The project is part of a larger effort at Stanford called Clean Slate Design for the Internet, whose goal is to draw a blueprint for a better-functioning Internet. If the wireless project’s recommendations, which are still a year away, are adopted by the Federal Communications Commission, they could result in radios that stand a better chance of sending and receiving information because they would pick and choose among a broader range of frequencies, seeking those that are least congested, says Andrea Goldsmith, an associate professor of electrical engineering at Stanford.
The wireless project seeks ways to protect privately owned frequencies that have been sold by the government but to allow public use of that spectrum when it isn’t busy.
The project is hoping to find rules for radios to share these frequencies that are similar to the rules of engagement imposed on radios using Wi-Fi frequencies, Goldsmith says. “So if I’m a transmitter and I find out the receiver I want to talk to has some opening in time, space and frequency, I jump into that open spectrum, use it and then jump out again when I’m done transmitting,” she says. “There’s no mechanism for doing that in licensed bandwidth right now.”
In return for sharing licensed bandwidth, these smart radios could even boost performance in the licensed ranges. “If I’m a receiver I can listen to all the signals that are being transmitted around me, and if there’s one that’s for somebody that’s close to me I can forward that signal and that would actually help the transmitter,” Goldsmith says.
The smart radios would be able to make more-sophisticated analysis of the available frequencies than to Wi-Fi radios, and so would require more complex rules than those governing Wi-Fi, she says. “FCC rules are fairly basic,” says Goldsmith.
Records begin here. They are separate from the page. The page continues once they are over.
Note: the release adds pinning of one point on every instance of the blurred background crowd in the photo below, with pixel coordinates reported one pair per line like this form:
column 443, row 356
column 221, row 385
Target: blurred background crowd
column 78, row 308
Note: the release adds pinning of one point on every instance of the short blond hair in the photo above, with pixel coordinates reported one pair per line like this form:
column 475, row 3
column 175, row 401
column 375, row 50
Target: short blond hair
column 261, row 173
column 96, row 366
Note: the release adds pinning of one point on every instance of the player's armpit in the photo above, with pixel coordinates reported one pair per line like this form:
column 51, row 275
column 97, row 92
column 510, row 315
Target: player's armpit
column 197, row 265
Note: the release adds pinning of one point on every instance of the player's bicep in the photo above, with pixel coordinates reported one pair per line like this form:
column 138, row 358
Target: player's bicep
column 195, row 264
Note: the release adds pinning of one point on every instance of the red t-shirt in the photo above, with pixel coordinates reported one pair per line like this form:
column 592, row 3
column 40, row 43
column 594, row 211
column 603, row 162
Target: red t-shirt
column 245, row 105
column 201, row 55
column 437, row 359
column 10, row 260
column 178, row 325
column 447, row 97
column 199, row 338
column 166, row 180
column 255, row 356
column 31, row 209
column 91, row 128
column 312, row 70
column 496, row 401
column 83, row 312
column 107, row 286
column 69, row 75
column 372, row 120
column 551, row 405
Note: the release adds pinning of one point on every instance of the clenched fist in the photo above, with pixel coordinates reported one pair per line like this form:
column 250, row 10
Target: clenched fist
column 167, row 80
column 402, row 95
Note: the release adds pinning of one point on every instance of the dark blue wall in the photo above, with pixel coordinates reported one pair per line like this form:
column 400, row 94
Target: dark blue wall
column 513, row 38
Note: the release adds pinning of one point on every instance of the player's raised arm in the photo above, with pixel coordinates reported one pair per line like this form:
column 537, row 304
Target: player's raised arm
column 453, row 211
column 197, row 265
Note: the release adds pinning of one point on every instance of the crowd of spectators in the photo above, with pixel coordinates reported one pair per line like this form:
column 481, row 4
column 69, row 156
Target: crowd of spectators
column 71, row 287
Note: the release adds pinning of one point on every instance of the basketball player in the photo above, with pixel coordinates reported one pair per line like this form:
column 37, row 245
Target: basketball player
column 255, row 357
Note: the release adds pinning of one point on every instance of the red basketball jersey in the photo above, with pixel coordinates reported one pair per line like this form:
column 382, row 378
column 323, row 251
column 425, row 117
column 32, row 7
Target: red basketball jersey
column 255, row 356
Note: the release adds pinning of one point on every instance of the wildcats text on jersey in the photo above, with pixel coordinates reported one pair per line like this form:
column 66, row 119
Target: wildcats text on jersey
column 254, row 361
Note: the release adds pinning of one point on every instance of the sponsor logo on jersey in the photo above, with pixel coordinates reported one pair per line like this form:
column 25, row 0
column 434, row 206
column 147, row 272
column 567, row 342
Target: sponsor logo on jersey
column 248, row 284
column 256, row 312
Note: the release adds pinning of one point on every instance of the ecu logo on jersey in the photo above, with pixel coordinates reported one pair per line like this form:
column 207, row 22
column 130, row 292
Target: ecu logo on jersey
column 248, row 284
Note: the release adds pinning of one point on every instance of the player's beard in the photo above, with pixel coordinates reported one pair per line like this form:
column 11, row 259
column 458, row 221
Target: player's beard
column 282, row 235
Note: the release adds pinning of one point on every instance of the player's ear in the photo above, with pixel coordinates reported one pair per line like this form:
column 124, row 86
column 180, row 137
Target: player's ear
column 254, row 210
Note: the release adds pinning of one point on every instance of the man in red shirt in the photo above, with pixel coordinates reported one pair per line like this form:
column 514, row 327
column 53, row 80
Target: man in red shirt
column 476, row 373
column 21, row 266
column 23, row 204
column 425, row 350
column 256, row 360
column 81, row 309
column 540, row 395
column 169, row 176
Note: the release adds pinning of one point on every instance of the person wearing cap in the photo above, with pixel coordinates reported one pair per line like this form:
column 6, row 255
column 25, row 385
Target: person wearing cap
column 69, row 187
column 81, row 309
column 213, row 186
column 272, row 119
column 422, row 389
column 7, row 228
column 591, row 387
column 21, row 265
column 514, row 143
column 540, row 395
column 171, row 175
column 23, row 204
These suggestions would require buy-in from the FCC, which holds authority over radio spectrum, licensed and unlicensed.
Goldsmith and her fellow researcher Ramesh Johari are looking at what rules these smart radios should operate under. “All the users would like to use all the spectrum all the time - and then everything would be a catastrophe,” she says.
They are invoking game theory in which the radios represent competitors vying for as much bandwidth as possible for themselves, but also cooperating to put as much total data as possible on all the available frequencies.
Game theory is a blend of economics and mathematics that provides a way to model interactions of people in given situations. In this case, people and societal goals would be replaced by radios and the desire to make the best use of available radio frequencies.
“We believe you can bring sophisticated tools of game theory and cooperative games into the general problem of how should users cooperate to get the most out of the spectrum,” Goldsmith says.